Network Systems Biology
Planned future work in this research area focuses on the problem of extending spectral graph theory to correctly model dynamics on cyclic, directed, weighted, and signed networks. Spectral graph theory is a powerful technique for quantifying how changes to a network’s structure impact its dynamics, making it useful for predicting the activity of regulatory networks. In its current form, however, these inferences are often limited to networks that are unsigned (meaning that they do not discriminate between activation and inhibition) or undirected (meaning that they cannot correctly model delays in feedback loops). Addressing these limitations is a mathematically interesting problem and will considerably advance our ability to turn High Throughput data into predictive and actionable insights.

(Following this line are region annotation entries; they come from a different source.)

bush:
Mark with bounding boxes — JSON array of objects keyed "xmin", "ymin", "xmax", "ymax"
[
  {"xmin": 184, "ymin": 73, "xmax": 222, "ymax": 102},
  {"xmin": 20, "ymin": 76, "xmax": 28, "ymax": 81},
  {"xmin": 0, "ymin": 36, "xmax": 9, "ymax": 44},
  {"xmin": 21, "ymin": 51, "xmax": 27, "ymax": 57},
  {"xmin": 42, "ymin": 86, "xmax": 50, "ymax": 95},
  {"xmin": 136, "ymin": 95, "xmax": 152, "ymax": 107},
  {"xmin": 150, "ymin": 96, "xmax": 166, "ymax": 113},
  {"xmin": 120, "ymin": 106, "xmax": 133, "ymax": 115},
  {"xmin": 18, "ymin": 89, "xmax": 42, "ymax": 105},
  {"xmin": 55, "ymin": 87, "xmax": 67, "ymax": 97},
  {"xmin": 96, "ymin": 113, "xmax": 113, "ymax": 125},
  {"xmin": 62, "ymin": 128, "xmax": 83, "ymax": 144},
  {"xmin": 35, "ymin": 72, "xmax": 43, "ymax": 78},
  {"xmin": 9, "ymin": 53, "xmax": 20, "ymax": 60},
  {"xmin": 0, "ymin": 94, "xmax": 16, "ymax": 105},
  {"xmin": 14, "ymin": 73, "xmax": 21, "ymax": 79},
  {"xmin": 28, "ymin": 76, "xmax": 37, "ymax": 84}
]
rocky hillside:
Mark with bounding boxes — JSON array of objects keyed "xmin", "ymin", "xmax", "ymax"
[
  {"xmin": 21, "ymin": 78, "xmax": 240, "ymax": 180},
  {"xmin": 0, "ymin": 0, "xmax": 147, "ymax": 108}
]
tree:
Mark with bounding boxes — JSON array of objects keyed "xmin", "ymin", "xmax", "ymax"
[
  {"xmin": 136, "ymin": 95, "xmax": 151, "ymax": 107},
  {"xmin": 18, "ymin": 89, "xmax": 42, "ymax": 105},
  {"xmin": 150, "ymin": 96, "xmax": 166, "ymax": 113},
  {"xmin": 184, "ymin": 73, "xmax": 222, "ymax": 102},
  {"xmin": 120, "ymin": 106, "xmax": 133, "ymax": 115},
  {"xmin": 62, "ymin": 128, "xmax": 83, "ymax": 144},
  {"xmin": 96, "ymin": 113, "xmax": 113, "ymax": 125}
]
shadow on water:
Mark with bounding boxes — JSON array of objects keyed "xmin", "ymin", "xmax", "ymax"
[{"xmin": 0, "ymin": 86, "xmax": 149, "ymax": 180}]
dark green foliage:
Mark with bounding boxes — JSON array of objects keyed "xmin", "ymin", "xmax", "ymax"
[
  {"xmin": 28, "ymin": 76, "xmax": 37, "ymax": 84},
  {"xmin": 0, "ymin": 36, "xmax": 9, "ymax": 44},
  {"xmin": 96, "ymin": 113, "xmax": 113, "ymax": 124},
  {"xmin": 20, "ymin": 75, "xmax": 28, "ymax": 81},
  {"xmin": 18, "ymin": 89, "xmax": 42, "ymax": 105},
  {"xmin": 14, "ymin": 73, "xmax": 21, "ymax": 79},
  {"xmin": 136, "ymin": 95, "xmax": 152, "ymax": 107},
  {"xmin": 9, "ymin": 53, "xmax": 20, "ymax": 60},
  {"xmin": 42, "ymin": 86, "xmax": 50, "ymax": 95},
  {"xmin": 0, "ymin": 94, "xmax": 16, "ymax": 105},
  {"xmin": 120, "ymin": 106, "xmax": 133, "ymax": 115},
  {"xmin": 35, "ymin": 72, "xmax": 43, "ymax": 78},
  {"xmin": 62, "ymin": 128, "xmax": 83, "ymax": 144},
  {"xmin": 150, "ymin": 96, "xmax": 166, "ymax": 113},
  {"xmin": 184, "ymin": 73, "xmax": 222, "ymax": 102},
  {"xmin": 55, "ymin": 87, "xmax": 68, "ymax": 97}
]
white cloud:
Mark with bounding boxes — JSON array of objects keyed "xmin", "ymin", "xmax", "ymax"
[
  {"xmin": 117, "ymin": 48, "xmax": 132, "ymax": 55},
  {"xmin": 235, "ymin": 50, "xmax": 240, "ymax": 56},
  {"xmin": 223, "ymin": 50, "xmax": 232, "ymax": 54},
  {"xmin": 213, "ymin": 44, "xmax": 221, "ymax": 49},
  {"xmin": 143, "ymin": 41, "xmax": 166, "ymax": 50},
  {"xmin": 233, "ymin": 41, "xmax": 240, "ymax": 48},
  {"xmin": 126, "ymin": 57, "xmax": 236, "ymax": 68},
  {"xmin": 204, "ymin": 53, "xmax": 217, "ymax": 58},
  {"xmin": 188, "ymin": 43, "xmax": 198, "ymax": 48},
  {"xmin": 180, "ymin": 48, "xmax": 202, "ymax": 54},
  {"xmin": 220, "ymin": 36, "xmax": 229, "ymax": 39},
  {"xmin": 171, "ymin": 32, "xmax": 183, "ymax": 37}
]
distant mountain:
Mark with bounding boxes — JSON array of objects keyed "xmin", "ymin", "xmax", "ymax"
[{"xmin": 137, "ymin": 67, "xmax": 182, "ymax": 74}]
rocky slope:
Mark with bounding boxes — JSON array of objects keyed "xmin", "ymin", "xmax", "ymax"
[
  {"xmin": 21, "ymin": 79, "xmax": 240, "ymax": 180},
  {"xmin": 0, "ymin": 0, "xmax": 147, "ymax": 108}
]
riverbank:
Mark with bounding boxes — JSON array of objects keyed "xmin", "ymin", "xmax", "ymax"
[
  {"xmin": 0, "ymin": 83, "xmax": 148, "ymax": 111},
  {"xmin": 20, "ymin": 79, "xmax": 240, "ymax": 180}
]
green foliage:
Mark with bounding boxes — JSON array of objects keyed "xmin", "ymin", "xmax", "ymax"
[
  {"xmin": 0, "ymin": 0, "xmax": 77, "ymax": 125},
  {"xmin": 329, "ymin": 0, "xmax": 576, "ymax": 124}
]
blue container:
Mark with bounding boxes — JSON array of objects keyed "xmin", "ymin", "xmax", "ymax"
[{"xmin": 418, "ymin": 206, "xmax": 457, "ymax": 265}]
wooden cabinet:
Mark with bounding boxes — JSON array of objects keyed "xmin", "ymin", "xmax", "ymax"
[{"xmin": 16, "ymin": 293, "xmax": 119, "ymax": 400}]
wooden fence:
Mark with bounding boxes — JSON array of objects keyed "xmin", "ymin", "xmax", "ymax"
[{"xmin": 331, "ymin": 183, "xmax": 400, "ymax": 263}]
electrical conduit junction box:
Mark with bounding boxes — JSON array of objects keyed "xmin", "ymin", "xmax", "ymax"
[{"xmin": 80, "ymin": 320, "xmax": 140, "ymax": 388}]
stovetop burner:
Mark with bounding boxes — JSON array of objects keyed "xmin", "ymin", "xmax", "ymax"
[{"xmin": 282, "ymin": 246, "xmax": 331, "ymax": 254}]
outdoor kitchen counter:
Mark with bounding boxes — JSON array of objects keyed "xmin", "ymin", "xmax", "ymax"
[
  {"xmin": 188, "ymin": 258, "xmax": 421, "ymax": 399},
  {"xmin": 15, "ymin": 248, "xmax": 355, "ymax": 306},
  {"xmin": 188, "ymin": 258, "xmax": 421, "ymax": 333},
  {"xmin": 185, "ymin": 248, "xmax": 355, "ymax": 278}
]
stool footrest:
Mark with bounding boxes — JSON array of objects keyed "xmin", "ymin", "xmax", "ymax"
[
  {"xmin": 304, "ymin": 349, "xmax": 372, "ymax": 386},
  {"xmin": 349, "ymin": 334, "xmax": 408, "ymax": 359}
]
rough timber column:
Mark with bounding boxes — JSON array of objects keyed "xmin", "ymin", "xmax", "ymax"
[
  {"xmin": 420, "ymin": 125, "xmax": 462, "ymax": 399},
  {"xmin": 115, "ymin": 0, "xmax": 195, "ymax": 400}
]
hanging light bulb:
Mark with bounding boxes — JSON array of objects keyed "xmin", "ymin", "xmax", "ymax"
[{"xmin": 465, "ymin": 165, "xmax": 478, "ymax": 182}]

Deducing the “Rules of Life”
Planned future work in this research area has two components: the development of rich multi-layer and multiplex network models that describe interactions at the transcriptional level and at the protein level, as well as the connections between them; and validation of these interaction models in silico using molecular simulation techniques.
Temporal Organization of Living Sytems
Our work in this area has developed into a robust research program devoted to computational modeling of circadian dynamics. As part of the recently-awarded NSF-Simons Center for Quantitative Biology (a consortium of 13 research groups on both the Evanston and Chicago Campus), we are developing mathematical models for how the circadian clock responds to perturbations such as changes in temperature and diet, and mediates the relationships between those exposures and lifespan. Through a combination of mathematical modeling and experiments in Drosophila carried out by collaborator Ravi Allada, we aim to understand how the clock achieves the seemingly contradictory properties of temperature compensation and temperature-responsive entrainment, encodes seasonality, and enables the organism to adapt to changing nutritional environments by enacting seasonal metabolic programs. In addition to this basic science work, our Lab also works with Phyllis Zee and the Center for Circadian and Sleep Medicine to study circadian interventions and examine circadian rhythms in aging.
There is considerable synergy between methodological and applied work within each of our research areas. In addition, there is also considerable synergy across the research areas. For example, the network–based metrics we develop in (Research Area 1- Network Systems Biology) have implications for the dynamics of processes involving those networks (Research Area 3 – Temporal Organization of Living Systems). Similarly, our discovery of temporal biomarkers (Research Area 3 – Temporal Organization of Living Systems) enables us to infer causality for network reconstruction (Research Area 2 – Deducing the “Rules of Life”). Together, this constitutes a coherent, well-defined independent research program in computational biology that creatively harnesses our diverse expertise to advance our understanding of complex biological processes.